Use function calling when you need the model to:
  • Retrieve real-time or external data (e.g., weather info, stock prices)
  • Perform computations not natively supported by the model
  • Interact with APIs or databases
  • Execute custom functions in your application
This is ideal for building interactive agents, automating workflows, or integrating AI into systems. Defining tools Tools can be defined in multiple ways:
  • As dictionaries: Specify the tool’s name, description, and parameters.
  • As LangChain tools: Integrate tools from the LangChain library.
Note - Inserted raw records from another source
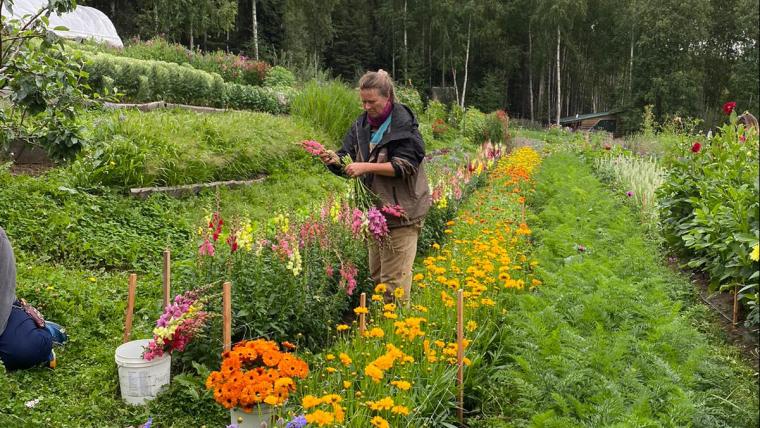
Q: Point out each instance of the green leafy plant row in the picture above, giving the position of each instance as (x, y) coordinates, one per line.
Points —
(609, 339)
(710, 209)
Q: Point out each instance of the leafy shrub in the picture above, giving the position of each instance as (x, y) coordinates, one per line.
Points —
(256, 98)
(410, 97)
(331, 107)
(135, 149)
(144, 81)
(709, 208)
(279, 76)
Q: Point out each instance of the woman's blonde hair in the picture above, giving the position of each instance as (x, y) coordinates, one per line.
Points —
(379, 80)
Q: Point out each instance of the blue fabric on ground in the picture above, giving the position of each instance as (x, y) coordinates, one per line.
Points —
(23, 344)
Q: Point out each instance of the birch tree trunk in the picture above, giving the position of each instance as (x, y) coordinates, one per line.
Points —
(255, 31)
(406, 50)
(466, 59)
(559, 87)
(530, 70)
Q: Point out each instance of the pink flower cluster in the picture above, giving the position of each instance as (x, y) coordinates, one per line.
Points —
(394, 210)
(348, 274)
(177, 326)
(312, 147)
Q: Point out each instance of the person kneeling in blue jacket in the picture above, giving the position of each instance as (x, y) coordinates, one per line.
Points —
(24, 341)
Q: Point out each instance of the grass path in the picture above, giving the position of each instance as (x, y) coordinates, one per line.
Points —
(612, 338)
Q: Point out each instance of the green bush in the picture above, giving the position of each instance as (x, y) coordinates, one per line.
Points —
(279, 76)
(331, 107)
(410, 97)
(135, 149)
(709, 208)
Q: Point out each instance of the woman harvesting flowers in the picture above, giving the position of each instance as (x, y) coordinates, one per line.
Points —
(387, 153)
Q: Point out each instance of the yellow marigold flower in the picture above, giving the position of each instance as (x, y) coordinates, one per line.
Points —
(310, 401)
(373, 372)
(379, 422)
(345, 359)
(382, 404)
(419, 308)
(400, 410)
(375, 332)
(320, 417)
(401, 384)
(331, 399)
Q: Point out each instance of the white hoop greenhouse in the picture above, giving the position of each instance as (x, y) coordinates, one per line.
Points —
(83, 23)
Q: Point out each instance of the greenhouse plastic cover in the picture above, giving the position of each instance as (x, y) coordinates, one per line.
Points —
(82, 23)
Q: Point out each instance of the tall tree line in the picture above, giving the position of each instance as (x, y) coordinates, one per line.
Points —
(538, 59)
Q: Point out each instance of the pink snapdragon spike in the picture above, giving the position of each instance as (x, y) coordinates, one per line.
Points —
(313, 147)
(394, 210)
(377, 225)
(357, 221)
(348, 274)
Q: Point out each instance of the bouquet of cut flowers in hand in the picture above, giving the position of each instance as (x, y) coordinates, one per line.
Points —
(180, 322)
(255, 372)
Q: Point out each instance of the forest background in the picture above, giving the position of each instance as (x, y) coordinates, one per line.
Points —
(538, 60)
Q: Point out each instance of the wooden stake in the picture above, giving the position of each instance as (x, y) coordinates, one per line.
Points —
(130, 307)
(167, 276)
(362, 317)
(460, 355)
(735, 318)
(227, 315)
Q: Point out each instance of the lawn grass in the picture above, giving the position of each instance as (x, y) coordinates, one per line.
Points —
(612, 338)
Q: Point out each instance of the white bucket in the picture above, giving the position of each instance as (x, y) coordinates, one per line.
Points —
(141, 380)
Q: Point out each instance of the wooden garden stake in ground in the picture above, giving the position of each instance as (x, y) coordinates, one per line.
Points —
(167, 276)
(460, 355)
(227, 315)
(130, 307)
(362, 316)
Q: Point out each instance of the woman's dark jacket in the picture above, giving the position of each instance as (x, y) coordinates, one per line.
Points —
(403, 147)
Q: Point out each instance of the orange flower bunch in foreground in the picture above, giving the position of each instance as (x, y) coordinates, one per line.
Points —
(255, 372)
Example: Defining a tool as a dictionary

tools = [
    {
        "type": "function",
        "function": {
            "name": "get_current_weather",
            "description": "Get the current weather in a given location",
            "parameters": {
                "type": "object",
                "properties": {
                    "location": {"type": "string", "description": "The city, e.g., San Francisco"},
                    "unit": {"type": "string", "enum": ["celsius", "fahrenheit"]}
                },
                "required": ["location"]
            }
        }
    }
]

Example: Using a LangChain tool

from langchain_core.tools import tool

@tool
def multiply(a: int, b: int) -> int:
    """Multiply two integers."""
    return a * b

Make a function call using the client

# Bind the tool to the client
client = IronaAI()
completion_with_tools = client.bind_tools([multiply])
response = client.completion_with_tools(
    messages=[{"role": "user", "content": "What's the weather like in San Francisco?"}],
    tools=tools,
    tool_choice="auto"
)
The response includes a tool_calls attribute if the model opts to call a tool.

Considerations and limitations

  • Model Support: Verify support using client.supports_function_calling(model).
  • Tool Definitions: Ensure clarity to avoid incorrect calls.
  • Execution: Handle tool execution and errors in your code.